Pentest Agent Suite Open-Sourced: 50 Autonomous Bug-Bounty Agents Across 7 AI Coding Platforms

A fully autonomous bug-bounty framework called Pentest Agent Suite has been open-sourced, delivering 50 specialized security agents, 26 slash commands, 19 CLI tools, and a cross-IDE installer across seven major AI coding platforms — Claude Code, OpenAI Codex, Google Gemini, Cursor, Windsurf, VS Code Copilot, and OpenClaw. The project, published on GitHub by researcher H-mmer, ships as a cohesive security platform with persistent memory, live bug-bounty platform integration, and a FAISS-backed semantic writeup search engine that agents query in real time to surface prior art before testing a vulnerability class.

Pentest Agent Suite is organized around three layers: 50 specialized agents, a dual-server MCP (Model Context Protocol) infrastructure, and a comprehensive rules library. The bounty-platforms MCP server integrates 16 programs — including HackerOne (full API), Bugcrowd, Intigriti, Immunefi, and YesWeHack — exposing seven tools: list_platforms, get_program_scope, sync_program, draft_report, and submit_report. The writeup-search MCP server auto-detects three modes: FAISS semantic search, SQLite keyword search, and a zero-dependency local fallback querying the bundled rules/payloads.md — 2,605 lines spanning XSS, SSRF, SQLi, IDOR, OAuth, SSTI, JWT, LFI, prototype pollution, NoSQLi, and DeFi attack patterns.

The framework's headline feature is the 7-Question Gate, a validation pipeline run by the validator agent on every finding — the first "NO" triggers an automatic KILL, DOWNGRADE, or CHAIN REQUIRED verdict. No finding can reach /submit without a /validate PASS and a /quality score of 7 or higher, enforced by hard gates in the /report and /submit commands. The /autopilot command implements an anti-shallow depth engine that mandates multi-layer stacked-encoding in every payload attempt and refuses to declare an attack surface exhausted until a full exhaustion matrix is complete — configurable via --paranoid, --normal, or --yolo checkpoint modes.

A persistent brain.py tracks every endpoint per target, enforces circuit-breaker logic (5× consecutive 403/429 responses trigger a 60-second auto-backoff), and syncs cross-engagement knowledge via incremental hash-based diffing. The installer (python3 -m tools.installer) generates native configuration formats for each supported tool and writes them to the appropriate IDE directories. IDEs without native subagent support — Cursor, Windsurf, and OpenClaw — receive content translated into skill files and rules, with Claude-specific prose stripped and path variables rewritten to absolute references.

The agent roster spans 19 HackerOne weakness specialists (xss-hunter, sqli-hunter, ssrf-hunter, rce-hunter, oauth-hunter, llm-ai-hunter), an 8-agent SAST pipeline, infrastructure and recon agents (cloud-recon, js-analyzer, graphql-audit, waf-profiler), and a web3-auditor for Solidity and DeFi patterns. Five deep methodology skills accompany the hunters — each distilled from hundreds of real paid reports — including hunt-rce (RSC CVE-2025-55182, runc Leaky Vessels, BentoML pickle), hunt-xss (DOMPurify mXSS, n8n MCP OAuth XSS GHSA-537j-gqpc-p7fq), and hunt-llm-ai (aligned to OWASP LLM Top 10 v2025 and the Agentic AI Top 10).

Cost tracking runs via CC hooks: the SubagentStop event fires cost_hook.py, logging agent name and session cost to cost-tracking.json, with live spend visible in the statusline. A PreToolUse scope hook (scope_hook.py) matches every Bash command against scope.yaml using exact and wildcard patterns, blocking out-of-scope execution before the tool call fires.

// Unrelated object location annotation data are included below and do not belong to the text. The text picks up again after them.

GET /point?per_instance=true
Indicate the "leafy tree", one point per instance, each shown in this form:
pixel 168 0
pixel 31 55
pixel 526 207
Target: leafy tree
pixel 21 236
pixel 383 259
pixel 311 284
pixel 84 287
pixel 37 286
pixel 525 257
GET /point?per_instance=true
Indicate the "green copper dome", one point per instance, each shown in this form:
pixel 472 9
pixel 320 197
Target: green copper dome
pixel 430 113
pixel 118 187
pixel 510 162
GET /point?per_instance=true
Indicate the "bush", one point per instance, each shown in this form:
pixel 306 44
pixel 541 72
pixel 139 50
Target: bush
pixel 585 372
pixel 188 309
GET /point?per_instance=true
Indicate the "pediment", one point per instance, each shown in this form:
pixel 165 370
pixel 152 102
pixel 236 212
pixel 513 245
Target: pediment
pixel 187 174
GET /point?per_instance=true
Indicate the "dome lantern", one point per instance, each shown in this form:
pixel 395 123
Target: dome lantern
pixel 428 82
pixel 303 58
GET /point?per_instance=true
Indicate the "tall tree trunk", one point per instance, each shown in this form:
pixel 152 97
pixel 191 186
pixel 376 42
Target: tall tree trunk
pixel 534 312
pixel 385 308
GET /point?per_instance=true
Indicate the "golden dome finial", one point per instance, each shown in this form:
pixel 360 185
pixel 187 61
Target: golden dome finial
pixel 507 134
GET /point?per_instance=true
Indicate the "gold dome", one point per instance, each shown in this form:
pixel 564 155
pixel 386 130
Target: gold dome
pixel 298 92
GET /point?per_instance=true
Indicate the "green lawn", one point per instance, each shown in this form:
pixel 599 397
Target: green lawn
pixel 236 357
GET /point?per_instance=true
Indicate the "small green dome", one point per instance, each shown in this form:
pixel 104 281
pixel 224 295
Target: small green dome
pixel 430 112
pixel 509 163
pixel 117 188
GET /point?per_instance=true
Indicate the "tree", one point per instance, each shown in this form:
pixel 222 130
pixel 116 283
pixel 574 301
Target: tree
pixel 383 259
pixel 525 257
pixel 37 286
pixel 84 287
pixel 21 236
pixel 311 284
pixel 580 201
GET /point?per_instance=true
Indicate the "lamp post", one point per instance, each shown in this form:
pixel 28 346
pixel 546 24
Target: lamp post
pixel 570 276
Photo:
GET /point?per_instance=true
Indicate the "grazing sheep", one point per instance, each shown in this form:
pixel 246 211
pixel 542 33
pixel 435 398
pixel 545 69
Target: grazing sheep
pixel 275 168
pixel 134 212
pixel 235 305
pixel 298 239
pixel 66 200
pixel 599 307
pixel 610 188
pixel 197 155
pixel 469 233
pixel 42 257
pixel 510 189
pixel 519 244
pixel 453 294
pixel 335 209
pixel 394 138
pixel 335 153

CVSS scoring is enforced programmatically — cvss_version_guard.py mandates CVSS 3.1 for HackerOne and CVSS 4.0 for all other platforms.

The framework is available at GitHub and is licensed exclusively for authorized security testing under responsible disclosure. A bundled rag-builder/ utility can construct local FAISS writeup indexes from a 146-repository seed list covering CTF archives, bug-bounty reports, and payload collections — all destructive operations gated behind an explicit --execute flag. Requirements include Python 3.10+, uv, and standard recon tooling: nmap, httpx, subfinder, nuclei, ffuf, katana, and sqlmap.